Strumenti per capire lo stato reale delle macchine
Per ridurre l'incertezza, Microsoft sta anche sviluppando strumenti di monitoraggio pensati per chi gestisce parchi di dispositivi. In Windows Autopatch esiste un report sullo stato di Secure Boot che va oltre il semplice «attivo/disattivo»: segnala se il dispositivo è aggiornato rispetto ai certificati del 2023. È un dettaglio significativo perché riflette un cambiamento di approccio: avere Secure Boot abilitato non basta più, conta se la catena di fiducia è effettivamente aggiornata.
La situazione è ulteriormente complicata dalla fine del supporto a Windows 10, avvenuta il 14 ottobre 2025. Chi è rimasto su Windows 10 riceve già meno aggiornamenti, e rischia di non ricevere quelli specifici che mantengono Secure Boot funzionante nel tempo. Qui entra in gioco il programma ESU, che funziona come un ponte di sicurezza oltre la fine del supporto ufficiale, offrendo aggiornamenti critici a pagamento (o gratuitamente in certi mercati) per un periodo limitato.

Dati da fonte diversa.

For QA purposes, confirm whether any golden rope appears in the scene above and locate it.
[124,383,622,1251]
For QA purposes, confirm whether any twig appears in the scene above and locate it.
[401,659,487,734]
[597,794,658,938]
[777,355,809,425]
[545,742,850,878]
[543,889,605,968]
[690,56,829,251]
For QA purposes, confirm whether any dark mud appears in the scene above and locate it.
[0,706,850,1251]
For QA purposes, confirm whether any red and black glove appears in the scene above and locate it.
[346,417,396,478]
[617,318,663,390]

In Europa gli aggiornamenti di sicurezza per Windows 10 sono rimasti accessibili più a lungo grazie alla pressione dei consumatori
Nel 2026, in Europa, questa dinamica ha anche una dimensione politica: le associazioni dei consumatori hanno fatto pressione perché l'estensione degli aggiornamenti non fosse percepita come obsolescenza programmata, e Microsoft ha dovuto offrire condizioni di accesso agli ESU più favorevoli nell'AEE rispetto ad altri mercati. Il risultato pratico è che una platea più ampia di PC Windows 10 europei ha una chance reale di ricevere in modo ordinato gli aggiornamenti legati alla catena di fiducia di Secure Boot.
Perché questa manutenzione non si può rimandare
Dal punto di vista della sicurezza, Secure Boot non è una protezione di facciata. Serve a contrastare una classe di attacchi che mirano a installarsi prima del sistema operativo, dove gli strumenti di difesa classici — antivirus, EDR, policy di sistema — non hanno ancora visibilità. Negli anni scorsi, diversi aggiornamenti delle liste di revoca hanno mostrato quanto sia sottile il confine tra «patch di sicurezza» e «incidente operativo» quando manca coordinamento tra produttore del sistema operativo, firmware e componenti di terze parti.

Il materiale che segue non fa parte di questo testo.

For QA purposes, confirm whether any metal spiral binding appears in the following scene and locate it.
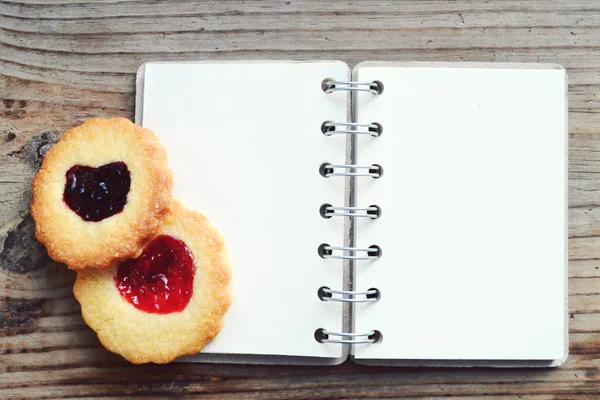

Per utenti privati e piccoli uffici, il comportamento più sensato è verificare tre cose: che Windows sia aggiornato, che Secure Boot sia effettivamente attivo nelle impostazioni del firmware, e che il BIOS/UEFI sia in una versione supportata dal produttore dell'hardware. Microsoft mette a disposizione anche metodi di verifica via PowerShell per controllare se i certificati del 2023 sono già presenti. Il punto non è imparare un comando tecnico, ma capire che nel 2026 la sicurezza dell'avvio non è più una cosa da configurare una volta e dimenticare.

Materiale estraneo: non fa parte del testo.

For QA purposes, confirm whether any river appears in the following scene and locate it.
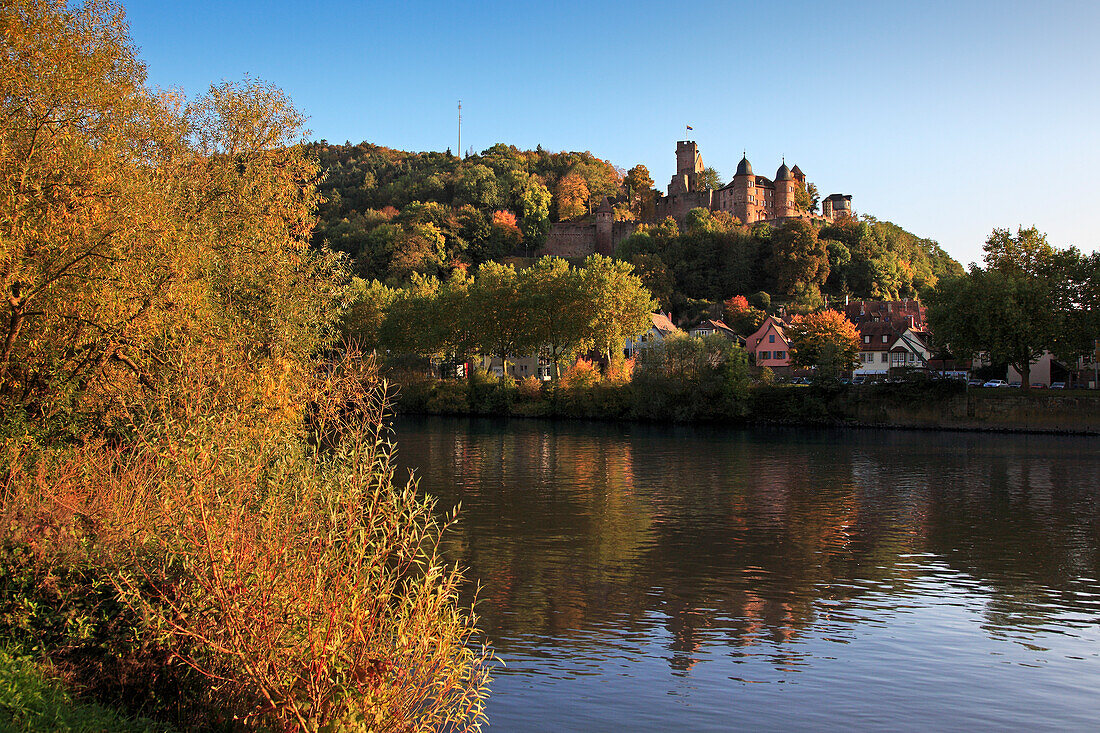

La variabile decisiva, da qui a fine giugno, non sarà quante persone avranno letto la notizia, ma quante macchine verranno effettivamente accese, aggiornate e portate in uno stato coerente prima della scadenza. Soprattutto quelle ai margini: PC Windows 10 che non possono aggiornarsi a Windows 11, dispositivi usati in contesti semi-gestiti, hardware che non riceve firmware da anni. In quella zona grigia, la sicurezza dell'avvio non si rompe con un errore visibile — si consuma lentamente, finché un aggiornamento futuro non trova più un terreno affidabile su cui appoggiarsi.